# poly-tipped round



## 7point62 (Jun 28, 2009)

Any advantages to using a polycarbonate-tipped bullet, like Win XP3?


----------



## Diamondback 2/2 (Jun 28, 2009)

Other then guaranteed spread of the hallow point, I really would not know... I have heard rumors hear and there that the poly tips are less accurate then an open tip (Nosler tip). Such as what’s found in Sierra match bullets. But I am not sure if that is true or not, I would have to see some testing on both rounds that can be compared. The basic complaints I have heard is that the synthetic tip can not be made to sit with in a thousands of true. Meaning the tip is not centered on the bullet. Where’s the open tip has a pocket of air in front of the bullet, that keeps the bullet true in flight (some kind of rocket doctor shit). But that’s what I have understood to be the issues of dislike by some people in the competition side of shooting.

As for the bullet expanding properly, I think its obvious that creating a small air pocket with in the core of the hollow point, that is pressurized by a synthetic piece pushing (on impact) into the air pocket’s hollow point will cause better expansion, then when it is a simple open tipped hollow point.

This would bring the old argument in to the loop again, “what is your preference” do you want accuracy or transfer of kinetic energy and are you willing to lack in one to have the otther.

Like I said I would have to see some testing on the accuracy effects between the two types of bullets. Being that I am more accuracy driven then expansion/ energy transfer orientated. I personally want to be able to be more precise in my shot, then lose accuracy to facilitate bullet energy transfer into the target.


----------



## HOLLiS (Jun 28, 2009)

I am not sure either.   One other speculation is that on lead tipped spitzers, people have commented that the lead gets deformed on the box.  The new plastic tips, probably have a better shape and maintains that shape over time than lead.  

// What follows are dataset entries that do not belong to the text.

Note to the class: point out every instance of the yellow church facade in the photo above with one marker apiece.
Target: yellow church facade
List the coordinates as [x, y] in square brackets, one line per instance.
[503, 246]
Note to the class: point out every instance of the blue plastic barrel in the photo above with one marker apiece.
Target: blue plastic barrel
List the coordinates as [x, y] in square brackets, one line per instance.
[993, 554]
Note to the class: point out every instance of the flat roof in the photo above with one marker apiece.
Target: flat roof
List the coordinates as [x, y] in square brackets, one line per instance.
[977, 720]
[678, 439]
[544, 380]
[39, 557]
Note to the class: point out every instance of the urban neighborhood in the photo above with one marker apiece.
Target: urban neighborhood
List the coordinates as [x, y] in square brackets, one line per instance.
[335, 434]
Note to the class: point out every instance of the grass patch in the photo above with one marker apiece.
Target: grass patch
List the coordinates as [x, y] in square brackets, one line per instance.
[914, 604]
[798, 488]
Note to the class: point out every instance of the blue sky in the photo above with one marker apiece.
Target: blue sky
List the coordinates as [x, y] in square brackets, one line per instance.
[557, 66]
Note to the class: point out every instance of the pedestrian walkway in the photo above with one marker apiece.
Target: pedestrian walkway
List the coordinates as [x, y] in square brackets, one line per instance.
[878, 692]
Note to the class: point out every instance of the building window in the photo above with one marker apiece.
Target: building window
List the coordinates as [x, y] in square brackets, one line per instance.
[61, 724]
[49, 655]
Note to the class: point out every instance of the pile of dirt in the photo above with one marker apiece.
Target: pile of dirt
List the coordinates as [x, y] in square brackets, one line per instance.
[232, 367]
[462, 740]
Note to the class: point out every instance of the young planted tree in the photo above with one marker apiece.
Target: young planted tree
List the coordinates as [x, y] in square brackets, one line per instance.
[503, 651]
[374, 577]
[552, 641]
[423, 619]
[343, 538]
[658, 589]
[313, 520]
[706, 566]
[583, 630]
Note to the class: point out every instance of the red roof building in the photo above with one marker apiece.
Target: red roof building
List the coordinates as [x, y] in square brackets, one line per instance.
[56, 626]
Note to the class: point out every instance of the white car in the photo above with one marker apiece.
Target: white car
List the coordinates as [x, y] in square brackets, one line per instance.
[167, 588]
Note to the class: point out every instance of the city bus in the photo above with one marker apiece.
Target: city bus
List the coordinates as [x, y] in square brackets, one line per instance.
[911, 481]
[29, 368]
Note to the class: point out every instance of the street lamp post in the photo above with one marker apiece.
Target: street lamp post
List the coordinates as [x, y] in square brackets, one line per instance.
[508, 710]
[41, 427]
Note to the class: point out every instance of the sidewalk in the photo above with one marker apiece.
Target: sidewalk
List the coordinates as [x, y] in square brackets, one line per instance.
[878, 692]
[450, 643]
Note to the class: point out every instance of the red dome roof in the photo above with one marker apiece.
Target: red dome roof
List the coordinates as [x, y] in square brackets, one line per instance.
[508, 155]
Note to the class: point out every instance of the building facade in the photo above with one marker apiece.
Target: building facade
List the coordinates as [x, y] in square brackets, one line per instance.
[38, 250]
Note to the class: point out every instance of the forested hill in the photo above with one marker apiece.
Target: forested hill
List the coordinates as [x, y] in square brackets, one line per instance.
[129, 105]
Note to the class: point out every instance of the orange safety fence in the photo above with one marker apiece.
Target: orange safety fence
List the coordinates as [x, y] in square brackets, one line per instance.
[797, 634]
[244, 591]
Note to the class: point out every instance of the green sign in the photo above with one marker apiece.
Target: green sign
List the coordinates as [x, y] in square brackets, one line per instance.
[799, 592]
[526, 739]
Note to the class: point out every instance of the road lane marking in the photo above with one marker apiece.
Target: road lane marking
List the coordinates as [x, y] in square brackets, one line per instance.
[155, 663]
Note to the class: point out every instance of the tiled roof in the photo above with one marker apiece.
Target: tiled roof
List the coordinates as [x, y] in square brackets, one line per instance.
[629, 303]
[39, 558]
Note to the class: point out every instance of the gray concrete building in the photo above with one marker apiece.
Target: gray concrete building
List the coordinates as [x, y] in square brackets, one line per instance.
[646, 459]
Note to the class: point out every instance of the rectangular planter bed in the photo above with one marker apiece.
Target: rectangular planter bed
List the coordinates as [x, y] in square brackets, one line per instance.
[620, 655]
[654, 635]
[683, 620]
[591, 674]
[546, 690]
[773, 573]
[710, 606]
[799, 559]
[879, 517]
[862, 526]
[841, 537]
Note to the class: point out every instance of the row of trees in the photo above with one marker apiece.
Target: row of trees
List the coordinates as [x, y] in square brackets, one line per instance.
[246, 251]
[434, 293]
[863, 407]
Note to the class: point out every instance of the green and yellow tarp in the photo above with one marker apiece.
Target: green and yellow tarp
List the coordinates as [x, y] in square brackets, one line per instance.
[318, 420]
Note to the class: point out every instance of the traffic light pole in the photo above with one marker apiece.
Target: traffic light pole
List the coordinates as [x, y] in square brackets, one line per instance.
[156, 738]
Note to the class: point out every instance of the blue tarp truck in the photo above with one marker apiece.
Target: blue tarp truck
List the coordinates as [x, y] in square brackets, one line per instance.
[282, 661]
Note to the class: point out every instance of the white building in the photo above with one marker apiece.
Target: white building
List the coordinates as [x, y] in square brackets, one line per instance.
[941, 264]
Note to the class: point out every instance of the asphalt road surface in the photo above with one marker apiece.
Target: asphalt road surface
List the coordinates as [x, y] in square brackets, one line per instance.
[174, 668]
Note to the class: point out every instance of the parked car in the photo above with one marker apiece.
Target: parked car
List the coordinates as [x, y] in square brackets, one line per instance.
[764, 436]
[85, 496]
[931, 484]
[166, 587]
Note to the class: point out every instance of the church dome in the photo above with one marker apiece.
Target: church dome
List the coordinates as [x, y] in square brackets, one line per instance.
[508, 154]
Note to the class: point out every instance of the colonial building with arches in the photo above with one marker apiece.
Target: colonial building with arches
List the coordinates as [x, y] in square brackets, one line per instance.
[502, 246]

I guess google might help. or a Email to one of the bullet companies.  

Great question.  Now if the ammo companies can get ammo prices back to 2007 prices.


----------



## 7point62 (Jun 29, 2009)

Thanks bros...I'm gonna see if I can find some comparison range data on poly-tipped. I'm more interested in accuracy over expansion.

As far as ammo prices coming down, as long as an idiot like Holder is AG, there's going to be panic buying. I've got 1000 rnds of 38sp+P backordered for 5 mos.:doh:


----------



## Chad (Jun 29, 2009)

7point62 said:


> ...I'm gonna see if I can find some comparison range data on poly-tipped. I'm more interested in accuracy over expansion.



The A-max shot well in my .308 rifles. It was loaded by The Hunting Shack, 168gr bullets. Federal GM 168 w/ the Sierra Matchking shoots a little better but it is small enough difference that I would use whatever is cheaper.

I don't reload, can't comment on that aspect.


----------



## dusty (Jun 29, 2009)

7point62 said:


> Thanks bros...I'm gonna see if I can find some comparison range data on poly-tipped. I'm more interested in accuracy over expansion.
> 
> As far as ammo prices coming down, as long as an idiot like Holder is AG, there's going to be panic buying. I've got 1000 rnds of 38sp+P backordered for 5 mos.:doh:




What weight?


----------



## 7point62 (Jul 1, 2009)

dusty said:


> What weight?




150gr


----------